In welcher Verbindung stehen denn die Muttersprache und die Krankheit Demenz?
Die Zweitsprache Deutsch verschwindet häufig mit der Demenz. Es ist wichtig, dass sich die Betroffenen trotzdem noch austauschen und ihre Gedanken loswerden können. Im Pflegeheim ist das natürlich schwierig, weil nicht alle Pflegerinnen und Pfleger die entsprechende Muttersprache sprechen können. Hier setzt das Projekt Unvergessen an. Wobei es keinen Austausch und keine Verbindung zur Pflege gab.
Was nehmen Sie aus dem Projekt mit?
Nur Positives. Ich habe mich in den Seminarsitzungen viel mit den anderen Studierenden über unsere Erfahrungen ausgetauscht und unsere Seminarleiterin Dr. Katrin Bente Karl hat uns gut auf die Treffen mit den Demenzkranken vorbereitet.
Bei den Treffen im Pflegeheim war jeder Moment besonders. Ich habe jedes Mal etwas für mich mitgenommen. Und sei es, dass sich die Menschen gefreut haben, dass ich da bin.
Wie passt das Projekt in Ihr Studium?
Ich konnte mein Polnisch ganz konkret in sozialen Situationen anwenden und vertiefen.
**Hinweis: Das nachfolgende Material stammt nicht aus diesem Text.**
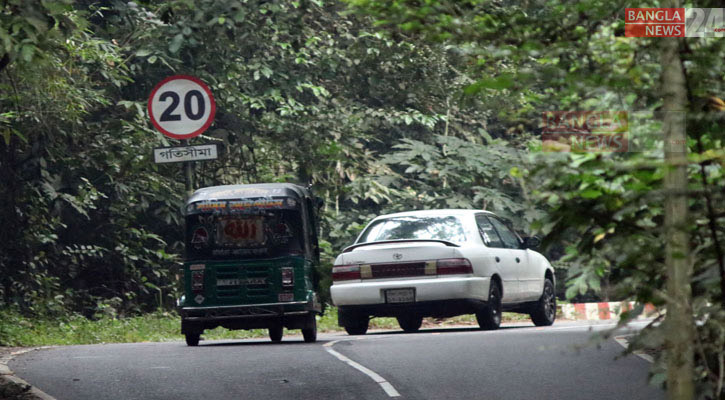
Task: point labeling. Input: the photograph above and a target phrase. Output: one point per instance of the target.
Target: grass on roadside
(17, 330)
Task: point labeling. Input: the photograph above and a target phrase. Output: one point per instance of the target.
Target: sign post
(182, 107)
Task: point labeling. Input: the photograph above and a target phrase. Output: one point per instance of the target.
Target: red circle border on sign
(197, 132)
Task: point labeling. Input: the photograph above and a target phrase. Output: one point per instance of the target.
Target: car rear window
(435, 227)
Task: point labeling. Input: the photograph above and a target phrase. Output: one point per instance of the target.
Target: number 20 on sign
(181, 107)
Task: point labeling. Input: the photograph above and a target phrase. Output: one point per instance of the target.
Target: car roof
(258, 190)
(445, 211)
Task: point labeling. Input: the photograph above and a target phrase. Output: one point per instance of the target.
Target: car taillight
(448, 266)
(288, 277)
(197, 281)
(345, 272)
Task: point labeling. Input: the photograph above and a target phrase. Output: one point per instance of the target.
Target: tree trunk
(679, 325)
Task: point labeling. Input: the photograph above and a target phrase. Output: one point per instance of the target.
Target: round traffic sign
(181, 107)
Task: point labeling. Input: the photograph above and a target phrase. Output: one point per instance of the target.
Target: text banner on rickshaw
(185, 153)
(674, 22)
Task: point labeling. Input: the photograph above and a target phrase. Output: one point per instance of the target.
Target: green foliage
(602, 212)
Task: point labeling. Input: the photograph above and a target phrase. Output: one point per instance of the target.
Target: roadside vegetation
(380, 106)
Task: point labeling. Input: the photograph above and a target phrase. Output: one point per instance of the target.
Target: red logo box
(654, 22)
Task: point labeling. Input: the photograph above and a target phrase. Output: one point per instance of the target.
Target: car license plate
(228, 282)
(399, 295)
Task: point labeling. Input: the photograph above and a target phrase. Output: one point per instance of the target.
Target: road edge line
(624, 343)
(384, 384)
(8, 378)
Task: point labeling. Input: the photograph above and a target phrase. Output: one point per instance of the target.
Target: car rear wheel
(410, 323)
(275, 333)
(489, 318)
(310, 332)
(192, 339)
(544, 311)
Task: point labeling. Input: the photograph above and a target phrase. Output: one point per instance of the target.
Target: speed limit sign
(181, 107)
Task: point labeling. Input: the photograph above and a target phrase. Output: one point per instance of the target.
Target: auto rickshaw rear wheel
(192, 339)
(275, 333)
(310, 332)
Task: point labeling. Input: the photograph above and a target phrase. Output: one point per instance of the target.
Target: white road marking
(387, 387)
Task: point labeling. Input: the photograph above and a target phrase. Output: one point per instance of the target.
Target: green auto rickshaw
(251, 260)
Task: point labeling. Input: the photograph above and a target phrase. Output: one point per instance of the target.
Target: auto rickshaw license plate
(228, 282)
(399, 295)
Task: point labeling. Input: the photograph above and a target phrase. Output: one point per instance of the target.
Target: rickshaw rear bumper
(251, 316)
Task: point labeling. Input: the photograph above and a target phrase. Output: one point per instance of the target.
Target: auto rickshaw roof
(253, 191)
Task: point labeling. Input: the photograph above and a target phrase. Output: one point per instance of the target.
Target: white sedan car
(441, 263)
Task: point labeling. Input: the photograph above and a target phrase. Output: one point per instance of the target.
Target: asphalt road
(515, 362)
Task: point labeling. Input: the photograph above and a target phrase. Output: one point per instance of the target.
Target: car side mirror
(531, 242)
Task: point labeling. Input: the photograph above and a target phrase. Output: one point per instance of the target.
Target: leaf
(176, 43)
(590, 193)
Außerdem schreibe ich meine Masterarbeit über Identitätskonstruktionen von Migranten mit und ohne Demenzerkrankung. Die beiden Frauen, die ich im Projekt besucht habe, werden auch Teil davon sein. Ich möchte mit der Methode der Biografiearbeit herausfinden, wie die Migration und die Zweisprachigkeit die Personen verändert hat.
Ich kann mir gut vorstellen, auch nach dem Studium etwas zu machen, in dem es einen sozialen Aspekt gibt und ich mit älteren Menschen arbeite. Wie genau das aussehen kann, weiß ich noch nicht.
Bleiben Sie mit den beiden Frauen auch nach dem Seminar in Kontakt?
Mir persönlich ist es wichtig, dass kein abruptes Ende unserer Treffen stattfindet. Ich werde nach und nach weniger bei ihnen vorbeischauen. In der nächsten Projektrunde wird jemand anderes die beiden besuchen. Ich werde mich mit meiner Nachfolgerin oder meinem Nachfolger treffen und mein Wissen entsprechend weitergeben.